After Taylor Swift's endorsement of the Democratic Party on October 7th in Tennessee, the popular singer sparked a political movement among her fans. 231,000 people between the ages of 18 and 29 have registered within the past two days, according to a poll by Vote.org.
"She was apolitical for so long, and she finally just came out via social media," says USC student Tyson Hicks.
Taylor Swift wrote in the October 7th Instagram post, "So many intelligent, thoughtful, self-possessed people have turned 18 in the past two years and now have the right and privilege to make their vote count."
Swift said she would vote for Democratic Phil Bredesen for Senate and Jim Cooper for House of Representatives.
The Instagram post had 2,048,012 likes at the time this article was published.
Many USC students follow her, and they say that celebrities have major influence on their generation.
"It's kind of the only way to reach our generation nowadays," said USC psychology student Jasmin Serrano. "I do believe it's positive because I see it all over my Instagram from all my celebrities and I personally do not follow any politician."
Serrano said that she has also noticed her favorite baseball players Matt Kemp and Andre Ethier speaking out on the midterm election. However, others don't believe in the sincerity or lasting power of celebrities' political messages.
"I don't have any kind of faith in a celebrity or an actor having any sort of education," said USC student Fedja Celebic. He doesn't think they understand what is "best for our country."

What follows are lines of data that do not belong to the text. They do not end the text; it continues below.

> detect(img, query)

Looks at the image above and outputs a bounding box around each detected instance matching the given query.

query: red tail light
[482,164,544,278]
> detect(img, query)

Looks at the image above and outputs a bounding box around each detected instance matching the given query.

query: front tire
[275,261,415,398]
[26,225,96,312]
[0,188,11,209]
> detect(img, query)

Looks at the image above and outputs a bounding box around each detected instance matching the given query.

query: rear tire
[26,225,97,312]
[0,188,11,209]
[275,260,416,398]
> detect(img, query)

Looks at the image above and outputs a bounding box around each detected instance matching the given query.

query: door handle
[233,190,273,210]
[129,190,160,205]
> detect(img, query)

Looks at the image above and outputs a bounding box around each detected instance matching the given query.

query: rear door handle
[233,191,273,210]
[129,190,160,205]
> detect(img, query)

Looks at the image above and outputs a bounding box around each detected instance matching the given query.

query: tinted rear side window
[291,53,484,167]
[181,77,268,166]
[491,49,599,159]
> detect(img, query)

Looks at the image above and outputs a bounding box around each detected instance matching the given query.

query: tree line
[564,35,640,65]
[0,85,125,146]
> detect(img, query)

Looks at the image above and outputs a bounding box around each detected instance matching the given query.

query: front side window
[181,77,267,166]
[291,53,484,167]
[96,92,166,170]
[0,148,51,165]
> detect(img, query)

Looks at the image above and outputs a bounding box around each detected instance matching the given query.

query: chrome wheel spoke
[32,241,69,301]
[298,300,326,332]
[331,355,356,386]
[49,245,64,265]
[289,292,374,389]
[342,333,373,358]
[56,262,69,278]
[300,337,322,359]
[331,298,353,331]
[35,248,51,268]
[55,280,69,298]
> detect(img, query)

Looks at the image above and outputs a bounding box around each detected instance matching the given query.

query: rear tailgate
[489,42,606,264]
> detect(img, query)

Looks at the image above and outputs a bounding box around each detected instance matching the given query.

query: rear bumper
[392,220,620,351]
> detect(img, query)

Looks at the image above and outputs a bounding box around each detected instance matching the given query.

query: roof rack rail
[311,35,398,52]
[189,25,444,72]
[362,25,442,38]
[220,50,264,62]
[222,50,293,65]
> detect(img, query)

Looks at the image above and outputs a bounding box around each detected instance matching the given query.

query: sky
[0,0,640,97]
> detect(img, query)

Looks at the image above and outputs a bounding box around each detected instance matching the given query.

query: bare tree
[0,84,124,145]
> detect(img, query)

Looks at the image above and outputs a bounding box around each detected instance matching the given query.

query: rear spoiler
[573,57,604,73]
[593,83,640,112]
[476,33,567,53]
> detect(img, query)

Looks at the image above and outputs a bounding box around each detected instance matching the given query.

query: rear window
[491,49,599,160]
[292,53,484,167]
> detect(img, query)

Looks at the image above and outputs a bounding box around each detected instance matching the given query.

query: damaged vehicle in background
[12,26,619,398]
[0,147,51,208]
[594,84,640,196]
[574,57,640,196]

As the co-director of the Vote SC initiative, Alec Vandenberg said that he is worried that this kind of celebrity effect might discourage students' engagement in some instances if students follow the lead and don't do their further research.
"I think celebrities are very important as an entry point to gain people, at least engage on the issues and telling people to get more educated and research more," Vandenberg said. "I hope that's not end-all and be-all."
He suggested students go to Vote SC events to ask questions related to their voting difficulties. "We truly understand that voting is an overwhelming process," Vandenberg said. "So you want to have this peer-to-peer interaction with us to get to the finish line."
USC Journalism Professor Mary Murphy said one of the reasons why people are willing to take celebrities' suggestions is that political candidates' messages are confusing for many people. However, Swift's words are very easy to understand for her followers.
"If you follow her and believe her, you are going to vote for who she says," Murphy said.